Metadata-Version: 2.4
Name: otillm
Version: 0.2.0
Summary: OtiLLM v2.4: A governed cognitive runtime for evidence-native, memory-augmented and explainable frontier AI systems.
Author: Oti Edema
License: MIT
Keywords: large-language-models,retrieval-augmented-generation,explainable-ai,ai-governance,runtime-orchestration,trustworthy-ai
Requires-Python: >=3.9
Description-Content-Type: text/markdown
License-File: LICENSE
Requires-Dist: numpy>=1.24
Requires-Dist: pandas>=2.0
Requires-Dist: pyyaml>=6.0
Requires-Dist: tqdm>=4.66
Provides-Extra: dev
Requires-Dist: pytest>=7.0; extra == "dev"
Requires-Dist: matplotlib>=3.8; extra == "dev"
Requires-Dist: scipy>=1.11; extra == "dev"
Dynamic: license-file

# OtiLLM v2.4  
## A Governed Cognitive Runtime for Evidence-Native, Memory-Augmented and Explainable Frontier AI Systems

OtiLLM is a research-grade governed cognitive runtime framework designed to make Large Language Model systems more reliable, explainable, evidence-aware, and operationally trustworthy.

Unlike conventional Retrieval-Augmented Generation (RAG), agentic orchestration, or guardrail-based systems, OtiLLM treats inference as a governed runtime process rather than a simple prompt-to-response operation.

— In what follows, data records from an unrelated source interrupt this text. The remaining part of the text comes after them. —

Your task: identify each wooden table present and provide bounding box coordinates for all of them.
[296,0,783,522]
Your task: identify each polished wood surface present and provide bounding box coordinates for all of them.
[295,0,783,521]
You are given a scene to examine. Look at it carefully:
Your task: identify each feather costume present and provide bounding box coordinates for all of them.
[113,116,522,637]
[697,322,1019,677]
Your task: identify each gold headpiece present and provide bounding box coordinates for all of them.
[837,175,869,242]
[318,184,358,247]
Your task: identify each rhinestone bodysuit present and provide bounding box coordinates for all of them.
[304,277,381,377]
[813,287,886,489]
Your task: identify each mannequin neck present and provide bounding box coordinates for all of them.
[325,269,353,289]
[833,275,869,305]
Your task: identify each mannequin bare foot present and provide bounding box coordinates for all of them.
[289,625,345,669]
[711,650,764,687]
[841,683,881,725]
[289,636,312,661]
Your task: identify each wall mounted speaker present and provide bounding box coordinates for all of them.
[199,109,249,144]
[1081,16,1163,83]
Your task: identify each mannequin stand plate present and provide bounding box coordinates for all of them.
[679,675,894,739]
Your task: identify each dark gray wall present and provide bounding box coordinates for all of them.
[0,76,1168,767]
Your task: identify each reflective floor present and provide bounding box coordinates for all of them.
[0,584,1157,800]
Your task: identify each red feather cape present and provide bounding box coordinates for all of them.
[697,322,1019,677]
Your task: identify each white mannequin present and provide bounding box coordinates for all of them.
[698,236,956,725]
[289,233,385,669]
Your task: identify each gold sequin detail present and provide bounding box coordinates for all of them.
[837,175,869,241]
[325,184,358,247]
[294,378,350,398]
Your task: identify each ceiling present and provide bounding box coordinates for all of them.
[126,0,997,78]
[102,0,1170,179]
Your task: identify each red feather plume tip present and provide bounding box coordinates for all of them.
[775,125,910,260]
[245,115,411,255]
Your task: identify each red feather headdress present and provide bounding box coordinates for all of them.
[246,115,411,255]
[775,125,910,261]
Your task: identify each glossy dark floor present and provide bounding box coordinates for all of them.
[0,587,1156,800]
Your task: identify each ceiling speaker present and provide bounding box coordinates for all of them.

At runtime, OtiLLM continuously evaluates evidence sufficiency, contradiction density, uncertainty, governance risk, memory utility, retrieval quality, and explainability requirements before selecting an action.

OtiLLM can dynamically decide whether to answer, retrieve more evidence, reformulate retrieval, escalate uncertainty, refuse unsupported generation, update memory, or generate an explainable runtime trace.

---

## Why OtiLLM Exists

Modern frontier AI systems are increasingly powerful, but they remain vulnerable to hallucination, unsupported claims, weak retrieval grounding, poor uncertainty calibration, limited runtime explainability, unsafe memory persistence, fragile governance enforcement, and adversarial retrieval attacks.

The central idea behind OtiLLM is:

> Trustworthy AI requires governed cognition, not just larger models.

---

## Core Innovations

### Governed Cognitive Runtime
OtiLLM models inference as a continuously governed runtime process involving retrieval, governance, uncertainty, memory, utility optimisation, and explainability.

### Evidence Fabric
The Evidence Fabric evaluates retrieval quality, contradiction density, source reliability, freshness, and evidence sufficiency before reasoning proceeds.

### Retrieval Reconsideration Dynamics
Retrieval Reconsideration Dynamics enables OtiLLM to reformulate, expand, diversify, or refresh retrieval when evidence quality is insufficient.

### Cognitive Utility Optimisation
OtiLLM selects runtime actions according to expected cognitive utility under evidence and governance constraints.

### Governed Cognitive Memory
OtiLLM introduces confidence-aware and governance-constrained memory persistence to prevent unsafe, contradictory, or stale memory propagation.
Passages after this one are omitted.